I lost my little girl Davina @ 4 weeks old bless her, she was doing so well but never gained any weight, such a short time with us, but never to 4get, 






rest in peace my sweat heart, xx


----------



## colliemerles (Nov 2, 2007)

awww bless, is that her in the pic,,,,,, you tried your best with her,,, RIP little one,,,,,,,,,,,,,,,,,,,,,


----------



## rottiesloveragdolls (Nov 2, 2007)

yes that is a pic of her, she is @ peace now bless her, x


----------



## bee112 (Apr 12, 2008)

aww I have a tear in my eye now.. so sad... but at least she's no longer poorly


----------



## Vixie (Nov 17, 2007)

RIP little one xxx


----------



## Kay73 (Mar 26, 2008)

Ah bless xxx


----------



## Smudgeypants (Mar 21, 2008)

my rottie is keeping her company, fara loved kittens, she will be taking her as one of her own, may they rest in peace together


----------



## catzndogz (Mar 12, 2008)

Bless her shes at peace playing with my springer Lady.may they RIP XX


----------



## Guest (Apr 21, 2008)

Im so sorry its terrible when they go so youngbut you did all you could for her,it just wasnt meant to be.


----------



## bordercolliepup (Jan 9, 2008)

RIP Davina xx


----------



## rottiesloveragdolls (Nov 2, 2007)

thanx for all ur support last week when Davina passed over to her new life,


----------



## Siamese Kelly (Jan 6, 2008)

Linda-she was indeed a special little gal


----------



## Debbie (Nov 10, 2007)

Sleep Tight sweet girl


----------



## andyjakeydan (Apr 27, 2008)

thats very sad,some things just don't seem fair...


----------



## bee112 (Apr 12, 2008)

what a beautiful girl.. such a shame


----------



## griffpan (Feb 2, 2008)

aww run free little one


----------



## Emstarz (May 20, 2008)

Sleep Tight little lady.
I hope my Northy is giving you cuddles over Rainbow Bridge.

So sorry for your loss Linda it must have been so tough!


----------



## Selk67U2 (May 5, 2008)

*I've just seen this post. I'm so sorry Linda. It's very hard when you lose a baby.
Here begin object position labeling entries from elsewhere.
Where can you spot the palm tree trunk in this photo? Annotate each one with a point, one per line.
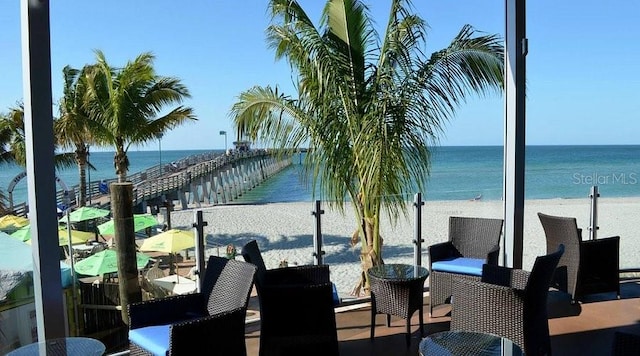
(121, 166)
(81, 159)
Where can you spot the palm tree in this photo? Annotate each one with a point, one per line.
(368, 108)
(127, 103)
(73, 129)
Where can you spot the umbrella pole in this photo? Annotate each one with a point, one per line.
(73, 275)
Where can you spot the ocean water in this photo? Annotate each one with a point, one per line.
(458, 173)
(463, 173)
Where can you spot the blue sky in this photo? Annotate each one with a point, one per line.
(583, 80)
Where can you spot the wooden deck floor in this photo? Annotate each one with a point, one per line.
(582, 329)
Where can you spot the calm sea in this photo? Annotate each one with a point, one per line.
(458, 173)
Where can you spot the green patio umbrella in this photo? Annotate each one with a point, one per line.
(170, 241)
(85, 213)
(105, 262)
(12, 222)
(77, 237)
(140, 222)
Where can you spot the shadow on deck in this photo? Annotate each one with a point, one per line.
(585, 328)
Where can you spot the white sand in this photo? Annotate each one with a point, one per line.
(285, 230)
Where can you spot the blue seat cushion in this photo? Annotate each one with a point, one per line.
(460, 265)
(154, 339)
(336, 299)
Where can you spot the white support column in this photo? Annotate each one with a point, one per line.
(36, 77)
(516, 48)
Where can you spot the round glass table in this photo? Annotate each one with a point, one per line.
(397, 289)
(459, 343)
(62, 347)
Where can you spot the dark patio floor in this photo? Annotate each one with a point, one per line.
(586, 328)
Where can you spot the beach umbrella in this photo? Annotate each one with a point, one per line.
(77, 237)
(85, 213)
(170, 241)
(12, 222)
(140, 222)
(105, 262)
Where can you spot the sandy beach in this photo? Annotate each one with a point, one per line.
(284, 231)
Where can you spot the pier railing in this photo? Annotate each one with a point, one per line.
(178, 176)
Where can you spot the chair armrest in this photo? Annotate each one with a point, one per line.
(492, 256)
(196, 334)
(479, 306)
(298, 275)
(442, 251)
(612, 243)
(166, 310)
(505, 276)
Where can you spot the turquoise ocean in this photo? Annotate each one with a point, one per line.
(457, 173)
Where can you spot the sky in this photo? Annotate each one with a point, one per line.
(583, 78)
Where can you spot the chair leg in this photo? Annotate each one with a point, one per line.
(373, 319)
(408, 336)
(421, 319)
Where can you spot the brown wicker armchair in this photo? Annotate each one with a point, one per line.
(587, 267)
(297, 315)
(508, 302)
(472, 242)
(178, 324)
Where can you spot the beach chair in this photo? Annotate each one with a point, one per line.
(472, 243)
(587, 267)
(212, 318)
(507, 302)
(297, 315)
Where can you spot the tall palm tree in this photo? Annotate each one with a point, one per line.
(128, 103)
(368, 107)
(73, 129)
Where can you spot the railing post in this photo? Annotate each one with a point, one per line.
(199, 227)
(417, 223)
(593, 220)
(317, 235)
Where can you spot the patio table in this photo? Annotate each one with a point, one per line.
(457, 343)
(176, 284)
(69, 346)
(397, 289)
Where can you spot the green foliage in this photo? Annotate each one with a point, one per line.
(369, 106)
(128, 105)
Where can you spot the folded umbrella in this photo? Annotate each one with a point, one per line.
(140, 222)
(105, 262)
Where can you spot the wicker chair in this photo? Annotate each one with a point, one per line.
(508, 302)
(587, 267)
(472, 242)
(399, 295)
(178, 324)
(297, 315)
(625, 344)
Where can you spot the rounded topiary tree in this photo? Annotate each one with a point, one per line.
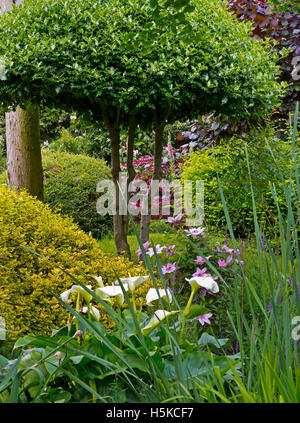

I lost a little girl, Skye, at 6 weeks last year, the vet said it was Fading Kitten Syndrome and there was nothing I could do

Run Free Over Rainbow Bridge Davina*


----------



## Jo P (Dec 10, 2007)

So sorry Linda only just seen this.

Run Free little Davina


----------



## carol v (Apr 13, 2008)

Very sad, so sorry, she was so pretty


----------



## ashpot (May 24, 2008)

so sorry for your sad loss thinking of you at this sad timexxx


----------